As with every African night, the chirping of crickets filled the air, while perhaps, a few of the soldiers who were not on night-watch, snored gently inside their jungle-green sleeping bags.
Then Okoyo, probably homesick, forlorn and thinking about the love of his life in Kenya, broke the single basic rule of survival; he pulled out his cellphone and called his 29-year-old new wife he had just recently married – Doreen Magak. Or it could be that he had a premonition of his death, which would follow swiftly; in seconds. Perhaps something nudged him to make his last call and to the person that mattered most to him in life.
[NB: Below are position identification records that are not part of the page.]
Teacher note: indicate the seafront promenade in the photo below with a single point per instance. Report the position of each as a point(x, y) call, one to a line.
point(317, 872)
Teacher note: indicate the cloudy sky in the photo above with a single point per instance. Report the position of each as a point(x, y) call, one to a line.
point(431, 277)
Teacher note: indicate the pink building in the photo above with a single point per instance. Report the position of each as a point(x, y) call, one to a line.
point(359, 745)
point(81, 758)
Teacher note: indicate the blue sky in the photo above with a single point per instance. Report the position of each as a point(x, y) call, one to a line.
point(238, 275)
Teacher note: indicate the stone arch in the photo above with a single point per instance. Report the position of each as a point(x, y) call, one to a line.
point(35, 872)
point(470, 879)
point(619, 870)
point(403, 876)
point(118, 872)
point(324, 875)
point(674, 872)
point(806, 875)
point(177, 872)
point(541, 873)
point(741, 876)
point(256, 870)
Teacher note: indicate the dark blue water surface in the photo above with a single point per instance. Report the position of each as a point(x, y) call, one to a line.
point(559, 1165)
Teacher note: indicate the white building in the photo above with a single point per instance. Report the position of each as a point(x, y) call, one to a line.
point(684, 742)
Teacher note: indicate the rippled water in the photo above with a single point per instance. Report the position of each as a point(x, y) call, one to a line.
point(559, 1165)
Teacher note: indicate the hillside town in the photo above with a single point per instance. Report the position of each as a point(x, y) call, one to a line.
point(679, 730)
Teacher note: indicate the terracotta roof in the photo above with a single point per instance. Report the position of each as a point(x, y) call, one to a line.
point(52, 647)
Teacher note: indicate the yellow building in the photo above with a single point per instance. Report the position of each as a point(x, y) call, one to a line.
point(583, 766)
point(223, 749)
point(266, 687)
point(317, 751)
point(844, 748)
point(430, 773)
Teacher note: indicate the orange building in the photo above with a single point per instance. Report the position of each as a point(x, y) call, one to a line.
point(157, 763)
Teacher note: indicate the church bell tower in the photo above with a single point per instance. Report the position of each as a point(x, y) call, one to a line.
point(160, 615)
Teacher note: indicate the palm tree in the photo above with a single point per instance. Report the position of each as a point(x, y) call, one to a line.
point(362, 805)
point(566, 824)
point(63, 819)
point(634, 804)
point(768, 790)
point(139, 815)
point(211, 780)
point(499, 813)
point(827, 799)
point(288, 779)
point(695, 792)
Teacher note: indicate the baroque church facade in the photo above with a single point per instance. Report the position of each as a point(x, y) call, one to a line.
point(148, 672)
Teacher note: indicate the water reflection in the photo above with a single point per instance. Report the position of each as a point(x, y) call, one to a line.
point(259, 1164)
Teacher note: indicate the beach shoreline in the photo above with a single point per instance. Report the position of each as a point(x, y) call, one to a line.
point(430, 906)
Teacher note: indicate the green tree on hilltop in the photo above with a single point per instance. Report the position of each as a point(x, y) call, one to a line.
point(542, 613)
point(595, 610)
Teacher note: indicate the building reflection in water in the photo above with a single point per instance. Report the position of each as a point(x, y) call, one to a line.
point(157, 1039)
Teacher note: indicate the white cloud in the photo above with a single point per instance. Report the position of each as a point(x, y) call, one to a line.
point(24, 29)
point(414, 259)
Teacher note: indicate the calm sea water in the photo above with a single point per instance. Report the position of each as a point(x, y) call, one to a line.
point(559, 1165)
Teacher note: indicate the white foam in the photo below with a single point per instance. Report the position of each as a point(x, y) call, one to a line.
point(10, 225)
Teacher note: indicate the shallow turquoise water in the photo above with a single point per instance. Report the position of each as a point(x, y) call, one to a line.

He had just finished the greetings and love jokes, and was now asking how Kenya was, unaware that the flicker of his phone’s screen had put him squarely in the crosshairs of a sniper. In a matter of seconds, and stealthily (because snipers mute the sounds of their gunfire using silencers so as not to be located easily) Okoyo and some of his soldiers lay dead. The sniper’s bullet got the man next to one eye.
“He told me it would be okay, he said things would be alright,” narrates his widow. Okoyo made the phone call that his wife would regret for the rest of her life on the night of January 22, 2012, a month after they got married.
This is how Doreen recalls the lowest moment in her life: “I was on the phone with him when he suddenly went silent. He had been inquiring how Kenya was. He was calm, but then suddenly I was the only one on the line.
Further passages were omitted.